Le conseiller éditorial de Bakchich a lu Maan, dans ses pensées, un livre pas bête du tout.
Le grand mieux, dans la vie des sédentaires, c’est l’existence de types comme Éric Raoult. Avec des garçons comme lui, c’est-à-dire des députés ou ministres, des associations communautaristes, des gangs religieux ou philosophiques, la guillotine à couper les mots s’érige aussi vite qu’une tente de SDF sur les bords d’un canal. Publier redevient un sport de combat.
Plus besoin de courir, de manger trois fruits et cinq légumes : il suffit d’écrire, le mot est brûleur de lipides. Flash-black : Marie NDiaye, un écrivain de talent noir de texte et de peau, reçoit le prix Goncourt. Elle explique que c’est pour échapper au régime Sarkozy, qu’elle a décidé de vivre à Berlin. Éric Raoult, panseur de banlieue, crie que le prix du Goncourt est de fermer sa gueule. L’imbécile.
Passons à l’intelligence : parlons des chats. Cocteau a dit : « Si un chat coûtait un million, tout le monde rêverait d’en avoir un. » Sommes-nous millionnaires puisque la France est féline ? Et comme nous avons beaucoup de chats, mais aussi des chiens, des tortues et des canaris, nous avons des vétérinaires.
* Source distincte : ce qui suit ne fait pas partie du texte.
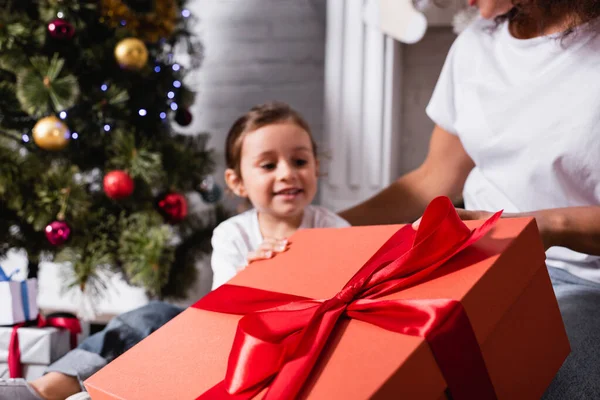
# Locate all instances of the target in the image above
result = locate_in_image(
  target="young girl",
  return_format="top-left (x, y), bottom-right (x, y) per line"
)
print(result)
top-left (210, 102), bottom-right (349, 290)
Tant mieux quand ils ont la qualité de Frantz Cappé. Comme Céline, et pas loin du passage Choiseul, il fait docteur et écrivain. Son Maan, dans ses pensées a le pouvoir de faire dérailler nos voyages au bout de l’ennui.
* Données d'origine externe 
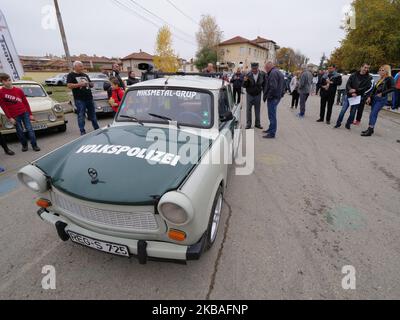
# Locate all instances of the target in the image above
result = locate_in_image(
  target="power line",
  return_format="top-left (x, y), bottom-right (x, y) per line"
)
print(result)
top-left (110, 0), bottom-right (196, 47)
top-left (166, 0), bottom-right (198, 25)
top-left (126, 0), bottom-right (195, 41)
Pas sot et en cavale, la héros-chat se réfugie dans une clinique vétérinaire de la place des Victoires. Locaux vides et pas de lumière depuis que le docteur Maan est tombé dans un coma inexplicable. C’est Lucile, genre Deneuve dans Belle de Jour, qui prend le relais du comateux, découvre l’emplacement du disjoncteur, et le félin aussi doué que Jean-Sébastien Bach dans l’art de la fugue. Elle le nomme Maan, comme l’ancien véto.
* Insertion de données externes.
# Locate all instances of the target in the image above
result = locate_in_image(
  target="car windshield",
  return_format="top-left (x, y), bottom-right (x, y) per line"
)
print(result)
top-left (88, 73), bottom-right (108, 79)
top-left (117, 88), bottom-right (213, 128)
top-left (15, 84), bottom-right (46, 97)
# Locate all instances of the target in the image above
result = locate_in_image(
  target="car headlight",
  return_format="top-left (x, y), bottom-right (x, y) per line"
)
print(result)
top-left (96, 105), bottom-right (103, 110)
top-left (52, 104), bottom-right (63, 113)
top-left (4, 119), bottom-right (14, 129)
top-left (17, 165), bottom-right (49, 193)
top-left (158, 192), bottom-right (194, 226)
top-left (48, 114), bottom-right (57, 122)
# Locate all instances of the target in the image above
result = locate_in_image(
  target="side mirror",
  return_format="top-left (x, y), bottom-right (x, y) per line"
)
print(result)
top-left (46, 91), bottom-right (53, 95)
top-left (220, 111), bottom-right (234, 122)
Mais, grâce à une puce électronique, la blonde découvre que le sans-papiers se nomme Marlon. Est le chat d’Hermes Law, un acteur, un Sam Shepard qui serait anglais. Quand il ne bassine pas le public de Londres avec son Shakespeare, il brûle les scènes parisiennes, et séjourne à l’hôtel Renaissance Vendôme. C’est d’ici que le marathon Maan part en promenade.
Bien sûr, l’errance de la bête est l’occasion de réjouir l’homme. Avec ce félin qui fait l’autre, et Maan et Marlon, nous visitons le plus beau de Paris. À la Comédie-Française, nous aimons en passant Catherine Samie, admirable doyenne qui est le relais et le château de notre chat. À Saint-Tropez il y avait jadis un chien, snob bien sûr, qui, à chaque fin de saison, testant un nouveau maître, repartait dans une nouvelle auto. Marlon n’est ni gigolo ni maquereau, juste jouisseur pas pressé. Et c’est Lucile qu’il aime. Au point de griffer les testicules d’un amant. Il l’aime pour elle et voulant son bonheur, lui souhaite du Lancelot, du Tristan, du Breton, du Badiou : l’amour fou avec Hermes.
Pendant que Marlon fait sa Meetic besogne, le docteur Maan vit dans un drôle de coma. Sa chambre devient jardin et lui-même chat. Ce qui prépare un final drôlement emballé. Au bout du compte, je me demande si Frantz Cappé raconte ici la vie d’un vrai félin… Il y a longtemps que les chats chez lesquels j’habite, Fœhn et Halva, écrivent eux-mêmes leurs livres. Gare au Raoult.